Durante los mandatos de la señora K se aprobaron el aborto y el autoproclamado “matrimonio” homosexual. La ideología de género rige en las disposiciones del Estado, y en el sistema educativo; mientras éste es incapaz de asegurar los resultados académicos elementales como aprender a leer y escribir, pero los deforma intelectual y moralmente desde niños. El próximo atentado contra la vida que puede temerse es una ley de legalización de la eutanasia. En el contexto que sumariamente he descrito debe desarrollarse la vida cristiana de los argentinos. La Doctrina Social de la Iglesia se encuentra en íntima conexión por la fe, y hunde sus raíces en la gran Tradición eclesial; por eso corresponde una reacción virtuosa contra semejante descalabro, una reacción intelectual y moral. La palabra de la predicación no puede -no debe- omitir la exhortación a los fieles, y el testimonio ante quienes no son miembros de la Iglesia, para que se recobre públicamente la verdad del orden moral, que ha de regir a una sociedad auténticamente humana.

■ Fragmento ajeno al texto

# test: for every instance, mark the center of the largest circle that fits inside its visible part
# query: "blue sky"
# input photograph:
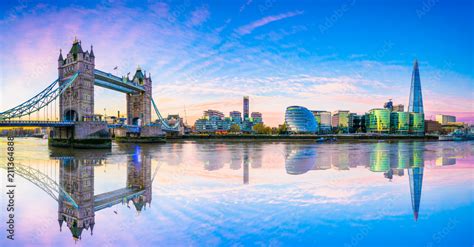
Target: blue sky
(327, 55)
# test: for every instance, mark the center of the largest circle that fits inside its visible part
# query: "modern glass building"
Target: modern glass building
(417, 123)
(400, 122)
(379, 121)
(300, 120)
(340, 119)
(323, 118)
(246, 107)
(416, 98)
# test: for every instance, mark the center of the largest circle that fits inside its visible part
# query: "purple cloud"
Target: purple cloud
(243, 30)
(199, 16)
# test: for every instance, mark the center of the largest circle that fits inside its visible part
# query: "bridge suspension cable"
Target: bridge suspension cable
(162, 120)
(39, 101)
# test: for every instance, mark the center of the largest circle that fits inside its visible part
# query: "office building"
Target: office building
(432, 126)
(445, 119)
(340, 120)
(399, 107)
(300, 120)
(378, 121)
(388, 105)
(256, 117)
(417, 123)
(400, 122)
(235, 116)
(358, 124)
(323, 118)
(416, 99)
(213, 114)
(246, 107)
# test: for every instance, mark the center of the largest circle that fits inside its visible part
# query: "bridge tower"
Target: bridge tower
(77, 102)
(76, 176)
(139, 104)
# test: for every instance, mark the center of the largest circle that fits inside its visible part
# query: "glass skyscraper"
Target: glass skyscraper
(246, 107)
(416, 99)
(300, 120)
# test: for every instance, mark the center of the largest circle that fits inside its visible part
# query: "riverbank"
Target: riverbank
(311, 138)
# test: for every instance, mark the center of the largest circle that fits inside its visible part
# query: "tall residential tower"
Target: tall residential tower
(416, 100)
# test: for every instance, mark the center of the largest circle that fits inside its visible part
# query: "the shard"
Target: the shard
(416, 99)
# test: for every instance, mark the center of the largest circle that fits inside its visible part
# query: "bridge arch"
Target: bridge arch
(71, 116)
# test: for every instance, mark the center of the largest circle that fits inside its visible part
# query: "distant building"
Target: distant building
(416, 99)
(215, 121)
(211, 121)
(235, 116)
(378, 121)
(388, 105)
(256, 117)
(445, 119)
(246, 107)
(357, 124)
(323, 118)
(400, 122)
(340, 119)
(417, 123)
(213, 113)
(300, 120)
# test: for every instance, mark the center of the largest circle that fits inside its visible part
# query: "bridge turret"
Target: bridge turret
(139, 104)
(77, 102)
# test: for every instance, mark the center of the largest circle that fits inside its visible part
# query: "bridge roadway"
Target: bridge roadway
(111, 198)
(33, 123)
(107, 80)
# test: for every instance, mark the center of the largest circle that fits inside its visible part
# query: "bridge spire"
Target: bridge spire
(60, 55)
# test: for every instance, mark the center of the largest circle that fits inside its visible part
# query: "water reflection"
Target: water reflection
(391, 159)
(76, 177)
(301, 183)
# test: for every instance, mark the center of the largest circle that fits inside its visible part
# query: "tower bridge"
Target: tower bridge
(72, 96)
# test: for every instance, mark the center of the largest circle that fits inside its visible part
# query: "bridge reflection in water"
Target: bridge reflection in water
(76, 177)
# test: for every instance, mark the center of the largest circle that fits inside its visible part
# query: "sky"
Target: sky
(324, 55)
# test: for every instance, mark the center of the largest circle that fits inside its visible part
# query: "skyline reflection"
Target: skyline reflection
(296, 182)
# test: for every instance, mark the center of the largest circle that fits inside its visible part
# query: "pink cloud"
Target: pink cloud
(199, 16)
(266, 20)
(160, 9)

En su Carta a los Romanos, el Apóstol San Pablo presenta el orden social como una disposición de Dios (en el griego original de Rm 13, 2 se dice diatagē) a la cual no se debe resistir. El poder (exousía) viene de Dios, y toda persona, todo ciudadano, debe respetarlo, sujeto a él (hypotassésthō). Pablo escribe como exponiendo un principio, pero notemos que el poder al que se refiere es, en concreto, el del Imperio Romano. El que obra bien -continúa- no tiene nada que temer, pero el que obra mal sepa que no en vano (ou gar eikē, Rm 13, 4) lleva la espada. Las autoridades (árjontes, Rm 13, 3) están establecidas al servicio del bien. Este pasaje del texto sagrado contiene en germen toda la doctrina de la Iglesia sobre el orden temporal de la sociedad; que fue desarrollada a lo largo de los siglos. Es inconcebible, y contrario a la disposición divina, que el poder de la ciudad terrenal se ponga al servicio del mal, y deba ser temido por quienes hacen el bien. El político de hoy, que vive atrapado por sus ambiciones, debería saber, y aceptar, que es ministro (diákonos, Rm 13, 4) de Dios, para nuestro bien. La exposición del Apóstol en la Carta a los Romanos se dirigía a los fieles que vivían en una sociedad pagana. Como palabra de Dios nos ilustra a nosotros, los cristianos de hoy, para que podamos afrontar correctamente -cristianamente- los problemas que se nos presentan en una sociedad descristianizada; y que, cada vez con menor disimulo, contradice las verdades de un orden social auténticamente humano.

El ensayo que acaba de leerse me ha sido inspirado por una intención netamente pastoral. No me ha movido una postura política, ideológica, sino el propósito de aplicar la Doctrina Social de la Iglesia. Sería muy útil poder esbozar una historia de las relaciones de la ciudad cristiana con los regímenes vigentes en el orden temporal; un asunto que excede, ampliamente, mis capacidades. Pero no he querido reiterar afirmaciones principistas, “estratosféricas”, que según estimo no sirven a nadie.